İş yerinde yaşanan olayların ya da tetiklenmelerin çoğunda kişisel geçmiş ya da önceden var olan psikolojik olguların etkili olduğunu aktaran Balaisis, bu durumun da iş yerine ya da yöneticilere yansıtılabildiğini belirtiyor. Balaisis, “Ruh sağlığını etkilediği için başkalarını suçlamak, psikolojik bir reddedişin işareti olabilir” demekte.
'PSİKOLOJİK RAHATSIZLIĞIM BİR AÇIKLAMA, BAHANE DEĞİL'
Borderline kişilik bozukluğu olduğunu ve 15 yaşından bu yana psikiyatrik ve psikolojik destek aldığını aktaran Fleur, “Mental hastalıklarım benim izahatim, gerekçem değil” değerlendirmesini yapıyor.
Psikolojik rahatsızlıklarını tanımlayabildiğinde, bu rahatsızlıkların davranışlarını ve tecrübelerini nasıl etkilediğini de fark ettiğini dile getiren Fleur, “Çünkü depresyon üzgün olmaktan, dikkat eksikliği ve hiperaktivite bozukluğu odaklanmaya çalışmaktan, anksiyete de gergin hissetmekten çok daha fazlası” diyor.
Borderline kişilik bozukluğu teşhisi koyulduğunda kendini bu konuda eğitmek için çabaladığını aktaran Fleur, “Yıllarca anksiyete, depresyon ve yeme bozukluğuyla mücadele ettim ve berbat bir kişiliğim olduğunu düşünüyordum” ifadelerine yer veriyor.

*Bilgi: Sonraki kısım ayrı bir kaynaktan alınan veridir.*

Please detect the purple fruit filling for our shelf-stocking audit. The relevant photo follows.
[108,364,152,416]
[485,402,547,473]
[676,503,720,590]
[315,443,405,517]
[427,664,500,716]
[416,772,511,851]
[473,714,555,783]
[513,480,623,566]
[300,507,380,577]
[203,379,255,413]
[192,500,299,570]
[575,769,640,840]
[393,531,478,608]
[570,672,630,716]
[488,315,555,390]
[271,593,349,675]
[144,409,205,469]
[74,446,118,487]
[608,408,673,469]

Fleur, kendisine borderline kişilik bozukluğu teşhisi koyulduğunda ruhsal rahatsızlıklarının belirtilerinin “kişisel özellikleriyle” ne kadar bağlantılı olduğunu idrak ettiğini dile getiriyor. “Nihayetinde o kadar da kötü bir insan olmadığımı anladım. Terkedilme korkusuyla mücade ediliyormuşum ve bu nedenle insanları hayatımda tutabilmek için çaresizce çabalıyormuşum” diyen Fleur, psikolojik rahatsızlıklarının neredeyse bütün ilişkilerine zarar verdiğini fark ettiğini söylüyor.
Fleur, burada kritik bir soru yöneltiyor: Peki rahatsızlıklarımı bu tür davranışlarıma gerekçe olarak sunuyormuşum gibi görünmeden insanlara durumumu nasıl izah edebilirim?
Fleur sorusuna ise şöyle cevap veriyor:
“Kötü davranışlarınızı akıl sağlığınızla ilişkilendirmeniz aslında çok hassas bir konu. Yaptığımız bir hareket birisini incittiyse öylece el sallayıp 'evet öyle yaptım çünkü hastayım' deyip gitmemeliyiz. Olan oldu ve birisi bizim yaptığımız bir şeyden dolayı üzüldü. Karşınızdakine neden öyle davrandığınızı izah etmeniz insanların sizi anlamasına yardımcı olabilir.”
Doç. Dr. Nicholas Balaisis, akıl sağlığımızı yönetmenin, zaman, içsel gözlem ve sürekli psikoterapi gerektiren ağır bir iş olduğuna vurgu yapıyor.
Balaisis sözlerini şöyle sonlandırıyor:
Ruhsal sağlığımızın sorumluluğunu üstlenmek başka kimsenin suçlu olmadığı ya da mevcut endişemizden etkilenmediği anlamına gelmez. Ancak çoğunlukla gerekçelerin ardına (ve altına) bakmamız gerektiğini gösterir.